Going sideways is the most stylish yet slowest way of racing a car through corners. To err is human, but to persevere is more often than not rewarding. Drifting as a competition started in Japan back in the 1990ies, when some car guys enjoyed the wrong side of driving so much they decided to tweak their cars so they could turn the steering wheel left when cornering right all the time.
Car enthusiasts consider the “powerslide” as one of the essential skills that a driver must master: just ask YouTube stars Chris Harris and Powerslide lover! Let’s be honest: as long as there will be gasoline and tires to burn, petrolheads anywhere will be cheering like schoolboys. Any serious driver enjoys being puerile from time to time: drifting isn’t the purest form of motorsport yet it’s the funniest.
However, do not fool yourself that this is about burning tires: it’s a serious competition and to win one you need just more skill than going sideways.
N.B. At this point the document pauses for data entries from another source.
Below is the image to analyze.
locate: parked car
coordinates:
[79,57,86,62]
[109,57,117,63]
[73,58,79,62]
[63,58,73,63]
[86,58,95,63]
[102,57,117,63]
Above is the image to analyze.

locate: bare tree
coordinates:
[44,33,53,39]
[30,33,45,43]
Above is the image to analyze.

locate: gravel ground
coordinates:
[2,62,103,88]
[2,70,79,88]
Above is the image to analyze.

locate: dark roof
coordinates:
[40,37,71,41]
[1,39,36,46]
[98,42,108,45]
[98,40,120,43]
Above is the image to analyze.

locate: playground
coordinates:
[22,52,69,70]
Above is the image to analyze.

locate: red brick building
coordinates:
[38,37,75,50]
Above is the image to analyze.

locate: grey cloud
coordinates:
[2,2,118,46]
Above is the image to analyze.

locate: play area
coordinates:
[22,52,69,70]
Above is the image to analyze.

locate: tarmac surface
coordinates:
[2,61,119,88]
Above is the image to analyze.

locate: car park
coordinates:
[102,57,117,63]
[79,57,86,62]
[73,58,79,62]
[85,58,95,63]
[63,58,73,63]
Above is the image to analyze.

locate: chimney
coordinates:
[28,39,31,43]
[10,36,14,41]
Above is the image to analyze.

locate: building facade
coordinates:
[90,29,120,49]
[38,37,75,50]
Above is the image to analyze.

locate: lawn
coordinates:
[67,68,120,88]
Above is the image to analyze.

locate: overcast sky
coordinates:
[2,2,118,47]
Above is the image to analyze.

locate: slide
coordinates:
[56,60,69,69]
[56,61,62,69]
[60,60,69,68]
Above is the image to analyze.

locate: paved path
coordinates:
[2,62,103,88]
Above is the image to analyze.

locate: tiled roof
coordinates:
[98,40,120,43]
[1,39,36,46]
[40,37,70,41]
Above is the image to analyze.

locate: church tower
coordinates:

To discover more about the sport, we met with our good friend and driver Piddy, a keen drifter competing in the Coppa Italia Drift.
From outside, drifting looks easy, but in reality it is not. In order to win you need to slide your car cleanly with the lowest possible turns of the steering wheel and keep a consistent pace through the corners. in each turn, two cars compete against each other, with the first leading and the second following as close as possible. While racing the cars pass through telemetry sensors which will determine the performance levels and then make it able to judge a single driver.
Despite being a popular sport in the rest of the World, drifting hasn’t yet been properly successful in Italy and at the moment there is no official CSAI backed championship.
You can call these guys “professional tire burners”, because they can get their racing done right. Next time you see a drifting competition, just remember that just anything that has got style in it, it’s an art.
We thank our good friend Piddy for the awesome smoking and burning week-end at the track.